28. (partie 3)

90 9 7
                                    

« Et, puisque tes lentes cadences
Rythment le pouls des soirs d'été,
Fais-nous croire que les cieux dansent
Parce qu'un aveugle a chanté. »

Cantilène pour un joueur de flûte aveugle, Marguerite Yourcenar.


À l'aide de mes yeux doux j'ai réussi à le convaincre de m'emmener de l'autre côté du rivage, à la soirée que le froid de l'hiver n'a pas réussi à atteindre. Les plus téméraires sont en maillots de bains pour leur version du bain de minuit. D'autres se blottissent les uns aux autres au coin d'un feu sauvage.
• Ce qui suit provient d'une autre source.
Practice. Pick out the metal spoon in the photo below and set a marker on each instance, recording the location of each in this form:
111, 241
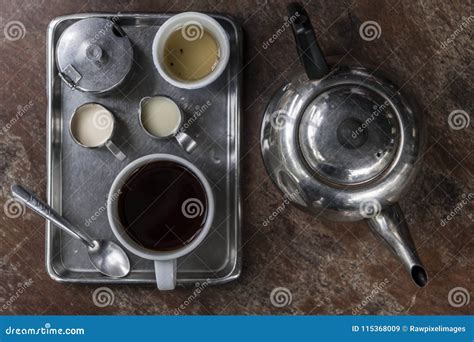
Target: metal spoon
106, 256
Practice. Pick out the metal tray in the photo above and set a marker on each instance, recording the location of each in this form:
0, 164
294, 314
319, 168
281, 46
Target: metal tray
79, 178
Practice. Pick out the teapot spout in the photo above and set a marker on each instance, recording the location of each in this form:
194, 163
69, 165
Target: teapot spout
391, 226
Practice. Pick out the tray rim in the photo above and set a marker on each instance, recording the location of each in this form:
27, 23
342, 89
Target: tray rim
235, 272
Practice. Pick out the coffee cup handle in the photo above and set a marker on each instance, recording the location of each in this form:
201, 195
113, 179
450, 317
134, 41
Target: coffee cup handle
115, 150
186, 142
165, 273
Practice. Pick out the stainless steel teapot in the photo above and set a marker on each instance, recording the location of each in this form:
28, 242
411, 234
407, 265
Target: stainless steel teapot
344, 144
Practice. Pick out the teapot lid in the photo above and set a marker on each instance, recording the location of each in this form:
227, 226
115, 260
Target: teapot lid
349, 134
94, 55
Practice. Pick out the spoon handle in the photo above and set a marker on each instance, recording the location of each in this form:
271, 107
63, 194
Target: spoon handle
44, 210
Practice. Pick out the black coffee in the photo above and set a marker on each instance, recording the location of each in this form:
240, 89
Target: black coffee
162, 205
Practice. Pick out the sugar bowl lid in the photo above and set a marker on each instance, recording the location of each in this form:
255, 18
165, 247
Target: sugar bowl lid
94, 55
349, 133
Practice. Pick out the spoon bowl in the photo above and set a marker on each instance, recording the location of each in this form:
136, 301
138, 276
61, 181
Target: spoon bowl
106, 256
109, 258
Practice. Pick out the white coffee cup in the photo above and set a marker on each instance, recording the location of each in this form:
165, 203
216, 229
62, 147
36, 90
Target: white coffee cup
165, 261
199, 21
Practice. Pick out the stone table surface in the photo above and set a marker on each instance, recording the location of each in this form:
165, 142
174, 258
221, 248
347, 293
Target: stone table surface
326, 267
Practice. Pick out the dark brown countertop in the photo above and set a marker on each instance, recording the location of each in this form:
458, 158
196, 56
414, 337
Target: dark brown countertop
329, 268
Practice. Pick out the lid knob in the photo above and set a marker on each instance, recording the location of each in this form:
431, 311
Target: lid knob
94, 54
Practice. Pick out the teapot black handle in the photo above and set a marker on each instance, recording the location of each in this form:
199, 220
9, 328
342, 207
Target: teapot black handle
308, 48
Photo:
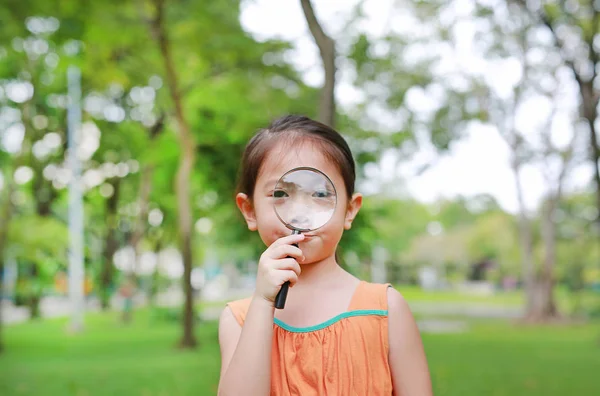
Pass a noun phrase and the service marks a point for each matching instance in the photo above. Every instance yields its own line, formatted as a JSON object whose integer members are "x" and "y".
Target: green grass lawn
{"x": 493, "y": 358}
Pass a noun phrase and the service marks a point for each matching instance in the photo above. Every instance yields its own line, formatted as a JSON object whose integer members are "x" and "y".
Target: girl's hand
{"x": 278, "y": 264}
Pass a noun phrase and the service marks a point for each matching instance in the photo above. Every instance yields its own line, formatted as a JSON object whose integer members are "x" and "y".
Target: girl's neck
{"x": 320, "y": 272}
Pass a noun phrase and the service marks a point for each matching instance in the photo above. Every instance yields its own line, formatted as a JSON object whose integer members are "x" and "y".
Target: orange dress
{"x": 346, "y": 355}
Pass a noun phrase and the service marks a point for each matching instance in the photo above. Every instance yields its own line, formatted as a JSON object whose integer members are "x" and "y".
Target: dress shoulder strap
{"x": 239, "y": 308}
{"x": 370, "y": 296}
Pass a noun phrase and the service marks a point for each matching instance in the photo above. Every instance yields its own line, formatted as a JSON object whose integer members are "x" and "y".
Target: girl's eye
{"x": 321, "y": 194}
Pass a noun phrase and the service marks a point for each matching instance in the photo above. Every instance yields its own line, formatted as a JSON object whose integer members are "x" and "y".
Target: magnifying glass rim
{"x": 307, "y": 168}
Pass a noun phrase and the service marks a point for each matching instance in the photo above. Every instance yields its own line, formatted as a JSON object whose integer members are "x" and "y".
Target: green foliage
{"x": 490, "y": 358}
{"x": 37, "y": 239}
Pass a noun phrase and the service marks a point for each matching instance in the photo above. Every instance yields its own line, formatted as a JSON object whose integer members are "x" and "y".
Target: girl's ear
{"x": 247, "y": 209}
{"x": 352, "y": 210}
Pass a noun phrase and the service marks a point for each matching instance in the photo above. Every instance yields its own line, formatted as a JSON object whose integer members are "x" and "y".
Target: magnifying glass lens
{"x": 304, "y": 199}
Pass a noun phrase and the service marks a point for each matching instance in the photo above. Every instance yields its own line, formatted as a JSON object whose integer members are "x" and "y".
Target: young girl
{"x": 337, "y": 335}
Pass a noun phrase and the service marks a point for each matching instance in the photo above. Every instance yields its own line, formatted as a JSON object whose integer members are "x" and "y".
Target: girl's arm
{"x": 410, "y": 374}
{"x": 246, "y": 353}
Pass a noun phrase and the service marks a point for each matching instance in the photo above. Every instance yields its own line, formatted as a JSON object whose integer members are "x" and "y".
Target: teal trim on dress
{"x": 358, "y": 312}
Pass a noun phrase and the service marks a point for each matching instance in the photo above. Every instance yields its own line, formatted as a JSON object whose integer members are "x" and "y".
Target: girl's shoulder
{"x": 370, "y": 296}
{"x": 239, "y": 309}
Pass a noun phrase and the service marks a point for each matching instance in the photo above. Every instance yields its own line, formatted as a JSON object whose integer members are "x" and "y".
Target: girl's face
{"x": 260, "y": 214}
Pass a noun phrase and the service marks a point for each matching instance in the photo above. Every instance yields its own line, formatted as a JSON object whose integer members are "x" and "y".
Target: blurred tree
{"x": 574, "y": 26}
{"x": 327, "y": 51}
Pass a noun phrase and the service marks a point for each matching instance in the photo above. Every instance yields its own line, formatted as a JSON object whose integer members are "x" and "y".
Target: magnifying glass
{"x": 304, "y": 200}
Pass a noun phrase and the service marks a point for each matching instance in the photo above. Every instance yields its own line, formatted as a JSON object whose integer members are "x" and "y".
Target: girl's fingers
{"x": 287, "y": 264}
{"x": 287, "y": 240}
{"x": 283, "y": 251}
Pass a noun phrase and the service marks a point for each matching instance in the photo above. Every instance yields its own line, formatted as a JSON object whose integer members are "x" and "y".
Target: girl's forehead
{"x": 285, "y": 157}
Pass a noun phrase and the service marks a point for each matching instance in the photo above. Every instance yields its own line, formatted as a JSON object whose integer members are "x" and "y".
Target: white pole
{"x": 76, "y": 270}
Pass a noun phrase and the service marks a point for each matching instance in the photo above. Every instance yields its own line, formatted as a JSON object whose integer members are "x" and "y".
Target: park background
{"x": 473, "y": 124}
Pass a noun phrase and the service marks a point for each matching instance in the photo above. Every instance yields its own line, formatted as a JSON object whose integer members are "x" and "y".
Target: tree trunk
{"x": 111, "y": 244}
{"x": 525, "y": 240}
{"x": 590, "y": 113}
{"x": 327, "y": 50}
{"x": 542, "y": 305}
{"x": 182, "y": 179}
{"x": 5, "y": 215}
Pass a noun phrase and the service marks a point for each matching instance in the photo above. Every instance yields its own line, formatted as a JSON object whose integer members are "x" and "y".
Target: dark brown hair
{"x": 291, "y": 129}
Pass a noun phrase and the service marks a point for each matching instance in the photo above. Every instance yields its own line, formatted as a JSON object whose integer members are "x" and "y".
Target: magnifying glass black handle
{"x": 282, "y": 295}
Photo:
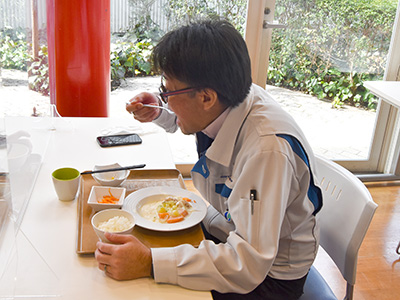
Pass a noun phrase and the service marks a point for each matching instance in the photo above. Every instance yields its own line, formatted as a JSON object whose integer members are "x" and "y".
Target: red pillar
{"x": 79, "y": 56}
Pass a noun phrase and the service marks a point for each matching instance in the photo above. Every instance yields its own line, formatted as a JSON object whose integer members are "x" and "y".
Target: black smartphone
{"x": 119, "y": 140}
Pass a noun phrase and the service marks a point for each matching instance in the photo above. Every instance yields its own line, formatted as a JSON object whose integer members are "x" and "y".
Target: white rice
{"x": 115, "y": 224}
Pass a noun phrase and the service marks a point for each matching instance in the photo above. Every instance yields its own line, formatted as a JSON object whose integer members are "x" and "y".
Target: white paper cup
{"x": 66, "y": 183}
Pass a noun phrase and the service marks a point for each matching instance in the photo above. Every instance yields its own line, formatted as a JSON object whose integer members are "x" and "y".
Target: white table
{"x": 389, "y": 91}
{"x": 43, "y": 262}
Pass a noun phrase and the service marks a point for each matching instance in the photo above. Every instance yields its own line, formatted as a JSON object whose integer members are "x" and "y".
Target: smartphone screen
{"x": 119, "y": 140}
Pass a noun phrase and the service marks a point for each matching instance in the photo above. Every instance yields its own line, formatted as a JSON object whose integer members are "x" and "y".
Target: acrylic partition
{"x": 23, "y": 144}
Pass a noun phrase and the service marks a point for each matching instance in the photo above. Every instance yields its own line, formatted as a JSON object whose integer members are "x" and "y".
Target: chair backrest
{"x": 344, "y": 219}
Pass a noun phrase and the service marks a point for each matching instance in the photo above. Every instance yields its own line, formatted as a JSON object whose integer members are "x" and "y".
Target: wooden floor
{"x": 378, "y": 272}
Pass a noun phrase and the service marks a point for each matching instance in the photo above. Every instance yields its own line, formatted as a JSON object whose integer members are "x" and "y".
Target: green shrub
{"x": 130, "y": 59}
{"x": 39, "y": 73}
{"x": 331, "y": 47}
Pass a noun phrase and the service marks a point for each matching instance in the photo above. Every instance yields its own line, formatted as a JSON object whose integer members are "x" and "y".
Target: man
{"x": 257, "y": 174}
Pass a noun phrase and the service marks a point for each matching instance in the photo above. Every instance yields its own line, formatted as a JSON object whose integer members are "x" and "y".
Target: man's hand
{"x": 127, "y": 258}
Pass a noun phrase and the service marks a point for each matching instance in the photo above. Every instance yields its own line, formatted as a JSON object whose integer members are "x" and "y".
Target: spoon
{"x": 154, "y": 106}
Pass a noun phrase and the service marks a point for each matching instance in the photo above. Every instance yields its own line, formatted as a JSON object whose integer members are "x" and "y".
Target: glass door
{"x": 318, "y": 54}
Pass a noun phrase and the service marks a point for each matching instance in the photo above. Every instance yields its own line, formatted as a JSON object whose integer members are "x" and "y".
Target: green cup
{"x": 66, "y": 183}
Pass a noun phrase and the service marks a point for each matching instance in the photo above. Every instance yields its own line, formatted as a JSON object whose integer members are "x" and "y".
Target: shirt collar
{"x": 212, "y": 129}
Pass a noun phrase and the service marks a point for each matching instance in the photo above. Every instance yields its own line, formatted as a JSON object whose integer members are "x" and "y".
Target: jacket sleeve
{"x": 241, "y": 263}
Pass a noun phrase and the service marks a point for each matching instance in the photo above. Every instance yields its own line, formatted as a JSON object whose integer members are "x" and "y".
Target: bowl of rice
{"x": 114, "y": 221}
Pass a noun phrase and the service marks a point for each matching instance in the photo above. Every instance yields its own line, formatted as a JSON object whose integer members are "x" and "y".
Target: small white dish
{"x": 105, "y": 216}
{"x": 97, "y": 193}
{"x": 114, "y": 178}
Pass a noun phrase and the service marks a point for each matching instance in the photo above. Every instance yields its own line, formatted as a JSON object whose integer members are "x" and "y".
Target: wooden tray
{"x": 87, "y": 238}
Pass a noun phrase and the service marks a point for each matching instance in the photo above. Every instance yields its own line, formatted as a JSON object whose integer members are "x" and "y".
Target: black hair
{"x": 207, "y": 54}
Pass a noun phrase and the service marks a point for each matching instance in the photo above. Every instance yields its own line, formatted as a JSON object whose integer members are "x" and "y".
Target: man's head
{"x": 209, "y": 54}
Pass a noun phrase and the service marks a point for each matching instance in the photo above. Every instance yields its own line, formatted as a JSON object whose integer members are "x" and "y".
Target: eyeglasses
{"x": 164, "y": 94}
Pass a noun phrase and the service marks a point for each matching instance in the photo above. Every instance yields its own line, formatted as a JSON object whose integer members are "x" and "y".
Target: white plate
{"x": 136, "y": 200}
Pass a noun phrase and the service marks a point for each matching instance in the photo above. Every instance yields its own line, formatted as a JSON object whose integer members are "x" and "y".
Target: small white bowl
{"x": 115, "y": 178}
{"x": 106, "y": 215}
{"x": 98, "y": 192}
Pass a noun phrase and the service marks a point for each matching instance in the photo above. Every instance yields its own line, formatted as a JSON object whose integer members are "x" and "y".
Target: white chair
{"x": 344, "y": 219}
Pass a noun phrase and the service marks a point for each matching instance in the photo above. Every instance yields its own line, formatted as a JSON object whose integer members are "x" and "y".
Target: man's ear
{"x": 209, "y": 98}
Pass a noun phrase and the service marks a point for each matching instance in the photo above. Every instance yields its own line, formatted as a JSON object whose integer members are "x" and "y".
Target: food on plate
{"x": 115, "y": 224}
{"x": 108, "y": 198}
{"x": 170, "y": 210}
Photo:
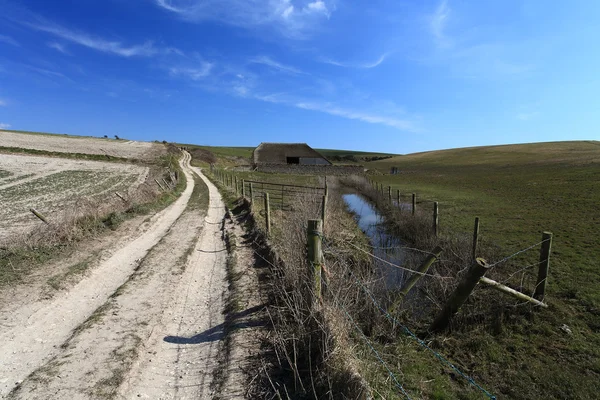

Hugh reconnaît un couple, un geste de main suffit à le saluer. Une fille, plus jeune que moi, nous propose des verres. Je refuse la bière qu'on me tend, en dehors de mon refus de l'alcool, l'odeur de cette boisson me retourne l'estomac. Hugh en fait de même. C'est un addict. Du moins, c'est ce qu'a déclaré Gerald plus tôt dans la soirée.

Il sort une clope de sa poche. Comme tout à l'heure, je n'accepte pas celle qu'il m'offre. Un jour, je lui expliquerai pourquoi je ne fume pas. Mais je ne suis pas sûre d'avoir envie de le faire. La dernière fois que j'ai dit à un fumeur mon dégoût, il a tout lâché pour devenir l'aspirant clone de Grace DeBardi.

Tout compte fait, je lui dirai de mieux choisir ses moments pour fumer. L'odeur nauséabonde me pousse à me retirer sur la piste de danse déserte. Seuls deux couples ne l'ont pas encore abandonnée, bloqués dans la position ennuyeuse du slow. La musique ne prête pas à sauter partout. Tant mieux, peu de danseurs aiment rendre leurs spectateurs heureux.

Au fond, tout au fond, les danseurs veulent faire ressentir à leur public ce qu'ils ressentent et, quoiqu'on en dise, je ne connais pas un seul danseur qui ne soit pas tourmenté. À part peut-être ces danseurs de zumba qui se donnent un style dans leurs tenues fluorescentes près du corps. Dieu seul sait autant qu'une danseuse en justaucorps que ce n'est pas parce qu'on a l'air nu qu'on n'a pas un bouclier de titane sous la peau.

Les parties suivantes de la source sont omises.